本記事では、塗装係数について解説をしていきます!
- 塗装係数とは塗装面積を求めやすくするために掛ける一定の数式のこと!
- 塗装係数を知ることで、業者のミスを見抜ける!
- 外壁のおおよその塗装塗装を求めるときは、延べ床面積×1.1~1.3で出せる!
「塗装係数」定義とは?どこで使われているの?
塗装係数の定義は、「塗装する施工面積の算出根拠となる係数」のことを指します。
これだけでは、ちょっとわかりにくいですよね。
たとえば、屋根が波型スレートで葺かれているケースで考えてみましょう。
<引用:株式会社ナカガワクリエイト 公式HP>
波型スレートには山と谷があります。
タテ2m、ヨコ5mの波型スレート屋根の面積は10㎡ですが、これを左右に引っ張って平面にすると、横の長さが伸びるのがおわかりだと思います。
波型スレートを塗装する時、実際に塗装する面積は、伸びた部分を加えた面積になりますよね。
元の長さに対する横に延びた分の長さを加えた長さの比率が、塗装係数になります。
塗装工事の見積書の数量は、素材を平らに延ばした状態で算出するのです。
そして塗装係数は、素材の形状によって異なります。
塗装係数は、素材の種類によってあらかじめ計算されていて、塗装業者はこれを見ながら数量を計算しています。
外壁塗装の相場を知って適正価格で塗装しよう
外壁塗装をする前に、まずは「自分の家の塗装の相場はいくらなのか」を確認しておきましょう。
外壁塗装は詐欺が多く、手抜きに気づきにくい工事です。
「100万円でできる工事に150万円も払ってしまった・・・」ということが珍しくありません。
事前に知識をつけておかないと、知らずしらずのうちにお金を騙し取られてしまうのです。

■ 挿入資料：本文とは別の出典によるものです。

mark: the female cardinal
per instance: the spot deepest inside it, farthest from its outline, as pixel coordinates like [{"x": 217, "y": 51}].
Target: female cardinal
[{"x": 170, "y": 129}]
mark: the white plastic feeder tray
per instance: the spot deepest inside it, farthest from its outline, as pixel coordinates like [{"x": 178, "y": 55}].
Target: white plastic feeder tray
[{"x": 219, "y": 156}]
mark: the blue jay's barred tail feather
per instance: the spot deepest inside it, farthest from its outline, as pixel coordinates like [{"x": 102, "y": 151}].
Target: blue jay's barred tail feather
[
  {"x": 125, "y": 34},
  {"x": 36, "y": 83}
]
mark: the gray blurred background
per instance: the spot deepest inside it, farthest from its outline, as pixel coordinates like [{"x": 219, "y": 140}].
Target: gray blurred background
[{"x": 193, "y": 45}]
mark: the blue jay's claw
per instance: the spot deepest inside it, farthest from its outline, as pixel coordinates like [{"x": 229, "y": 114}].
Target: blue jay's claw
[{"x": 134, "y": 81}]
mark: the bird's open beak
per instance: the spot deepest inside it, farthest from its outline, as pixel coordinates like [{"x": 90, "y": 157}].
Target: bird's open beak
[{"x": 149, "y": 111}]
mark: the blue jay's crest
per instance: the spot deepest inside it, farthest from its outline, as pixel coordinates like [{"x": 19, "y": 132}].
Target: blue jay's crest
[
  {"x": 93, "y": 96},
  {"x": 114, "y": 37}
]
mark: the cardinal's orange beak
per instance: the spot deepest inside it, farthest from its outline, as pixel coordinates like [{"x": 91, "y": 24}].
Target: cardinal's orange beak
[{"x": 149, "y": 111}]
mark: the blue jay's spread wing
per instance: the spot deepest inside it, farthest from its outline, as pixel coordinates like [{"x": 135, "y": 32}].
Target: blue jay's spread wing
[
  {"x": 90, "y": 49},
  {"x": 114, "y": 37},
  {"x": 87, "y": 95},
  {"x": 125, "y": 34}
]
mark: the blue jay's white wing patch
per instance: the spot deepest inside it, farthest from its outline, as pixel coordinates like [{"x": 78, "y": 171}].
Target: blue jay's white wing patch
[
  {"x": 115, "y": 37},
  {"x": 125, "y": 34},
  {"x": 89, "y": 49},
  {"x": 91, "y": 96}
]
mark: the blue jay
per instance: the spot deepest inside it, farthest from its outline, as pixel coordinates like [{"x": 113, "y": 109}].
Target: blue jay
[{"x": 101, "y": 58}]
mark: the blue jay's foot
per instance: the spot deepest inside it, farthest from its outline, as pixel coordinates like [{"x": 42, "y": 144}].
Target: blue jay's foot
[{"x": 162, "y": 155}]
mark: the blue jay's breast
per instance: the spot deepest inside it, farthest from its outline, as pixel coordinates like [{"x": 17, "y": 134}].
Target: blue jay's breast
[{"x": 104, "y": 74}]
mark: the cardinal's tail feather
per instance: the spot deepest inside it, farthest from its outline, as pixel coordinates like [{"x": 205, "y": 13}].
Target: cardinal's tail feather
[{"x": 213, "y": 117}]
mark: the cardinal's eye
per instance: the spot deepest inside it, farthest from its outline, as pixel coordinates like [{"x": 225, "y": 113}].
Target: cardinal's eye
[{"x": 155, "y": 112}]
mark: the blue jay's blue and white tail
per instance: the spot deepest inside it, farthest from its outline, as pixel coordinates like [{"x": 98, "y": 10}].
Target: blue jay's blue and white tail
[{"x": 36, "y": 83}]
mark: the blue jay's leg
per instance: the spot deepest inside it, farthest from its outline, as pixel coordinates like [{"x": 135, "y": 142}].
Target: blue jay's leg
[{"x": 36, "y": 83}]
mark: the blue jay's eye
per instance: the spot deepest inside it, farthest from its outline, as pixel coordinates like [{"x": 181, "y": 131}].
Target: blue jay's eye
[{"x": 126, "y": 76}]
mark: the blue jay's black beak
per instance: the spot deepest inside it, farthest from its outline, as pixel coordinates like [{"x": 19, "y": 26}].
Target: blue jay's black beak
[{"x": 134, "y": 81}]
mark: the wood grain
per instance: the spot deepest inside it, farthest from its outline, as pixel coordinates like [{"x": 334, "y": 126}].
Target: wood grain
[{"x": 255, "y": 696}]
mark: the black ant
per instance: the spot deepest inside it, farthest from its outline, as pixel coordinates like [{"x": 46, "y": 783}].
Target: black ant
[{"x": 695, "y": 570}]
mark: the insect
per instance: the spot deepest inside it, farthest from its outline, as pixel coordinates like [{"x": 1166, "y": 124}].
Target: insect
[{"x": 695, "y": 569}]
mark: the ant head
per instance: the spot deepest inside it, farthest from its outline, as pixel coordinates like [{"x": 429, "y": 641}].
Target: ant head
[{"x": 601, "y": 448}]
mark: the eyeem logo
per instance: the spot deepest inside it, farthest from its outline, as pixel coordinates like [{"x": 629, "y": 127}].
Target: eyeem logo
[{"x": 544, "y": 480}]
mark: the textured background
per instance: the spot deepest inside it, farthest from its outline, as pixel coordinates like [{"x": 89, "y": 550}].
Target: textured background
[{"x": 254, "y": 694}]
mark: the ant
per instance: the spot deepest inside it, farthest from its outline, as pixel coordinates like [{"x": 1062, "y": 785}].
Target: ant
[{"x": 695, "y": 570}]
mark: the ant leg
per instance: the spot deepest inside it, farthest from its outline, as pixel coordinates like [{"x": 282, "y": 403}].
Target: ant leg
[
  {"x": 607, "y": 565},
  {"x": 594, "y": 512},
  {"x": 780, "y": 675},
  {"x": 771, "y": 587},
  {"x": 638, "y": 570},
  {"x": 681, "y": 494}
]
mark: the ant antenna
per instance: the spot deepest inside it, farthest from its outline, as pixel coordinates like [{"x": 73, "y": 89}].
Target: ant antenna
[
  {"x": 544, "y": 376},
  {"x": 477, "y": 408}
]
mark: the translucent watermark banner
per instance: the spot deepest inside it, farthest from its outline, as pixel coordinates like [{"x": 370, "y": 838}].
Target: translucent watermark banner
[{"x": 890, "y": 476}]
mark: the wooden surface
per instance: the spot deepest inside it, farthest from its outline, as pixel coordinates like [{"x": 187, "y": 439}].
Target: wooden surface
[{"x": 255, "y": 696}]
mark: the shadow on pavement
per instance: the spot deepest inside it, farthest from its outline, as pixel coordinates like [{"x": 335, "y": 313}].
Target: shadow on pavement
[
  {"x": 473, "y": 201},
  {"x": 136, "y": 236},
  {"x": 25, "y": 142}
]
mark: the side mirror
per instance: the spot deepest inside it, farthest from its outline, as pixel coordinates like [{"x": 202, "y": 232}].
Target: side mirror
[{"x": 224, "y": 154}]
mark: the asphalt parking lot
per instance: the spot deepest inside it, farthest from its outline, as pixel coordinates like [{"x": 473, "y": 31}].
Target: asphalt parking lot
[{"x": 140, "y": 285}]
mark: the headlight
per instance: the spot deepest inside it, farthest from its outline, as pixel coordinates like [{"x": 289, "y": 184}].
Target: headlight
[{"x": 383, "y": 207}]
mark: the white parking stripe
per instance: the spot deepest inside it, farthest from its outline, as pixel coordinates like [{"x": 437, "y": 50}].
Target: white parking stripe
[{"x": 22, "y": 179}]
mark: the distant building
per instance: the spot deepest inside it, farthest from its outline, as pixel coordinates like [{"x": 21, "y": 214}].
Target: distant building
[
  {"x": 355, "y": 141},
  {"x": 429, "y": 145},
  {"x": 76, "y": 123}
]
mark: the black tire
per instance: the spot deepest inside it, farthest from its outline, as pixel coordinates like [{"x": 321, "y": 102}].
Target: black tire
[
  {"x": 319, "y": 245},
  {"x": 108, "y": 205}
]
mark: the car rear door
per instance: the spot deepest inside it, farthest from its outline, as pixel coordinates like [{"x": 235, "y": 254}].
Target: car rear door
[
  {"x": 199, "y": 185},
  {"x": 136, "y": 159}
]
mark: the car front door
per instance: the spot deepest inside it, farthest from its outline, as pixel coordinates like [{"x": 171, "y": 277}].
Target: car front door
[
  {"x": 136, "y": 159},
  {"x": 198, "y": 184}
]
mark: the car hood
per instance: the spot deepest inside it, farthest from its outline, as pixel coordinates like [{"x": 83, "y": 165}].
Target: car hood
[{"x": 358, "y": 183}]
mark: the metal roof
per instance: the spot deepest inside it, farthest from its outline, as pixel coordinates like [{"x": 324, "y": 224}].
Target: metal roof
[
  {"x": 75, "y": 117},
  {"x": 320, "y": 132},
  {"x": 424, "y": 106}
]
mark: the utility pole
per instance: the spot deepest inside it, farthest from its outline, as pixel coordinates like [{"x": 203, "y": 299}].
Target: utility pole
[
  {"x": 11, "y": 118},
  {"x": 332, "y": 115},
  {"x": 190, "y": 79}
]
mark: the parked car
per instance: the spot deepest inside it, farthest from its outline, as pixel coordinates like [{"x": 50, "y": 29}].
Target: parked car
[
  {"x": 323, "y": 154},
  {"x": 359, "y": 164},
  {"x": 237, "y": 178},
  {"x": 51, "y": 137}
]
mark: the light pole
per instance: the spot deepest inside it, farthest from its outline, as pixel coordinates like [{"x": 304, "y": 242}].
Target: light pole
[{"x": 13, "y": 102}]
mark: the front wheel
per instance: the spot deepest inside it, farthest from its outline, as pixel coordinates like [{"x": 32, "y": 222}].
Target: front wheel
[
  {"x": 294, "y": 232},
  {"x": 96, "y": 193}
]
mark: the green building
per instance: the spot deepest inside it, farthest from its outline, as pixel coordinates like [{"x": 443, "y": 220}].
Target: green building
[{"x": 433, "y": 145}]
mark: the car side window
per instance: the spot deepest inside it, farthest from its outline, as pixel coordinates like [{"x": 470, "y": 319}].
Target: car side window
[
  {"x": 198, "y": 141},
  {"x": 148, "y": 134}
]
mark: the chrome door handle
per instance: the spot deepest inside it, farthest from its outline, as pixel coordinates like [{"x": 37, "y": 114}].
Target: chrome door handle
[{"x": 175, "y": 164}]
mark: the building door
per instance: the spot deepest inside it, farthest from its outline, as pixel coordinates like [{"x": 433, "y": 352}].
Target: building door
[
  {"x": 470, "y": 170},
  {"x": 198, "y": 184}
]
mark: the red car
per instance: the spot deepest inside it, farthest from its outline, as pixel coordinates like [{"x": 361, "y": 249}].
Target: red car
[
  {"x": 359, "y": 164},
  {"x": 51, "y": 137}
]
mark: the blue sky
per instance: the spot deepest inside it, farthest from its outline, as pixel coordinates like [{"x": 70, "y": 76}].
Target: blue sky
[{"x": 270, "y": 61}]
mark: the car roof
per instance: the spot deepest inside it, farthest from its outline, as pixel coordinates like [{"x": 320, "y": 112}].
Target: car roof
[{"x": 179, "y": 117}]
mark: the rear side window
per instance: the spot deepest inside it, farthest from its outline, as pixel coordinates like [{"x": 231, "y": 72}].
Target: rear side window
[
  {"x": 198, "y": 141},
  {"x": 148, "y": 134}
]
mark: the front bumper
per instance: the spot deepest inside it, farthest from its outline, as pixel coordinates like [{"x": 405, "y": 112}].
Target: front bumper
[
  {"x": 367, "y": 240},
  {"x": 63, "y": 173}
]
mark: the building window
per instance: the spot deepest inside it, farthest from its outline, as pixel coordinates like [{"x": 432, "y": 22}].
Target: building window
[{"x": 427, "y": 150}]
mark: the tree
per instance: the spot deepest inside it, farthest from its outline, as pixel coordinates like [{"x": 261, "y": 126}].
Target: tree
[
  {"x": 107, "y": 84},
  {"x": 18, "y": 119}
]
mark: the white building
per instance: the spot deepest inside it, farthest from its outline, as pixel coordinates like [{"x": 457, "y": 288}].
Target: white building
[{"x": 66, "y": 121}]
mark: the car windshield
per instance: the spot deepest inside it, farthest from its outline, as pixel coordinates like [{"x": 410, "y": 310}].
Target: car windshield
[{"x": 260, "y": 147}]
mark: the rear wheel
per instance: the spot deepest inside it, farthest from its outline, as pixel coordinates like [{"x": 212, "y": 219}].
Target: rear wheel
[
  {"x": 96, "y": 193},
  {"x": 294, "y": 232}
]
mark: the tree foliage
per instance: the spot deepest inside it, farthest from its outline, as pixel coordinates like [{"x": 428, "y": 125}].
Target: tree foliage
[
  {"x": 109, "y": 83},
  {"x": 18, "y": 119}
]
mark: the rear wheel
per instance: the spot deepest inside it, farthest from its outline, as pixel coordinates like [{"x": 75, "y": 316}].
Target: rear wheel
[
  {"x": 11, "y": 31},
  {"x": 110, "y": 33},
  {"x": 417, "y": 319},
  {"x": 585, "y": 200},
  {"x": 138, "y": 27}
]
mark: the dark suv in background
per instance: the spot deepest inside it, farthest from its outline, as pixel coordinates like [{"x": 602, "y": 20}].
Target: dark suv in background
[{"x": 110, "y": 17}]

以下の記事では外壁塗装の費用相場と費用の決まり方を解説しています。
外壁塗装にかかる費用について知り、悪徳業者に騙されないようにしましょう。
塗装係数を使った塗装面積の計算方法は?
それでは実際に、塗装業者が見積書を作成する際に使用している塗装係数にはどんなものがあるのでしょうか。
代表的なものには、次のようなものがあります。
大波スレート(波型1号):塗装面積=屋根面積×塗装係数1.15
小波スレート(波型2号):塗装面積=屋根面積×塗装係数1.2
波型トタン:塗装面積=屋根面積×塗装係数1.4
瓦棒葺きトタン屋根:塗装面積=屋根面積×塗装係数1.2
洋風コンクリート瓦:塗装面積=屋根面積×塗装係数1.2
屋根面積100㎡の折板屋根の塗装面積は、上の式から100×1.7=170㎡、小波スレートの場合は、100×1.2=120㎡になります。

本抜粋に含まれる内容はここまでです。